Philippe Garrel, cinéaste moderne : une posture de l’entre-deux

En provoquant une indécidabilité du statut de la situation dramatique, cette séquence témoigne aussi de l’ancrage dans la modernité des films de la quatrième période.Dans le dialogue engagé sur son cinéma avec Thomas Lescure dans Une caméra à la place du cœur, Philippe Garrel fait ce commentaire sans ambiguïté avant d’évoquer le dispositif de filmage employé dans Les Baisers de secours :

‘« Il est très possible que j’évite les contrechamps dans les dialogues. Si on ne raconte pas les mêmes choses que le cinéma conventionnel, il est naturel de raconter d’une autre manière. »’

À travers le refus du champ-contrechamp, Philippe Garrel pointe donc son appartenance au cinéma non conventionnel, ce qui dans son esprit est synonyme de cinéma moderne 427 . Inventer des dispositifs et des formes filmiques qui permettent de ne pas user du champ-contrechamp, l’une des figures de montage les plus classiques de la syntaxe cinématographique, vaut donc aussi pour lui comme symptôme de modernité.

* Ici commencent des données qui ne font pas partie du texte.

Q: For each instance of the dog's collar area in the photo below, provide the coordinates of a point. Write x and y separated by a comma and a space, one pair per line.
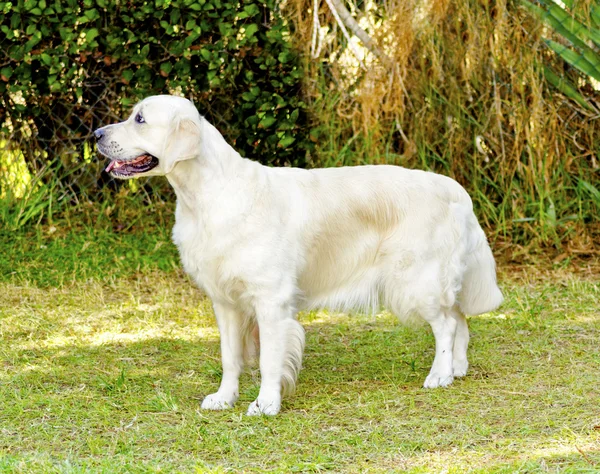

Ce serait donc aussi par là sa posture de cinéaste qui se livrerait – si l’on nous accorde que le cinéma dit « classique » ou le cinéma dit « moderne » ne sont pas tout à fait des définitions conceptuelles mais des manières de désigner une posture esthétique et artistique 428 .Cette posture moderne du cinéaste Philippe Garrel dans le champ de l’esthétique du cinéma, la séquence des Baisers de secours permet d’en spécifier l’un des aspects. On peut, en effet, remarquer que, si l’on reprend le partage bazinien entre les metteurs en scène qui croient à l’image et les metteurs en scène qui croient à la réalité 429 , Philippe Garrel ne se range ici ni dans l’une ni dans l’autre de ces deux catégories. Car les choix de monstration inhérents à cette séquence le font participer des deux. Préservant une grande part de la facticité à la situation dramatique filmée grâce aux plans longs, le dispositif de filmage élaboré avec Jacques Loiseleux paraît tirer la séquence vers un surcroît de réalité. Mais le faux-raccord garantit quant à lui une place éminente au médium cinématographique. De ce fait, une telle séquence semble témoigner d’un cinéaste qui croit tout autant à la réalité qu’à l’image. Un cinéaste qui ne veut se ranger ni du côté de la réalité, ni du côté de l’image, mais qui entend se placer au point de jonction en tension des deux. En refusant le champ-contrechamp pour la représentation de l’« entre deux personnes » Jeanne/Minouchette et en optant pour des choix de monstration qui mêlent aux puissances du cinéma la réalité dans son poids de facticité, Philippe Garrel fait alors de sa posture de cinéaste une posture esthétique et artistique singulière : une posture de l’entre-deux.

Notes
427.

La question de la modernité et du cinéma dit moderne est l’une de celles qui préoccupent le plus Philippe Garrel. C’est ainsi que, lors de la conférence de presse que le cinéaste a pu donner au Festival de Venise lors de la projection en compétition de J’entends plus la guitare, Philippe Garrel a engagé la discussion sur le cinéma moderne : « Je voudrais qu’on parle du cinéma moderne. Vous avez l’occasion de parler du cinéma classique avec d’autres metteurs en scène. » Cf. Philippe Garrel, « Les moyens d’être moderne » in L’Humanité, 14 septembre 1991 (archives Bifi).

428.

C’est tout l’intérêt de la partie de l’ouvrage de Suzanne Liandrat-Guigues et Jean-Louis Leutrat, Penser le cinéma, intitulée « Quelles difficultés recouvre l’usage de l’adjectif moderne ? » que de montrer la polysémie et l’ambiguïté conceptuelle attachées aux adjectifs de classique et de moderne dans le champ du cinéma. Au final, il se dégage de leur texte que modernité et classicisme ne sauraient vraiment être tenus pour des concepts ; ce sont surtout des commodités de désignation et des manières de renvoyer à des postures esthétiques différentes. Cf. op. cit., pp. 107-111.

429.

André Bazin, Qu’est-ce que le cinéma ?, op. cit., p. 64.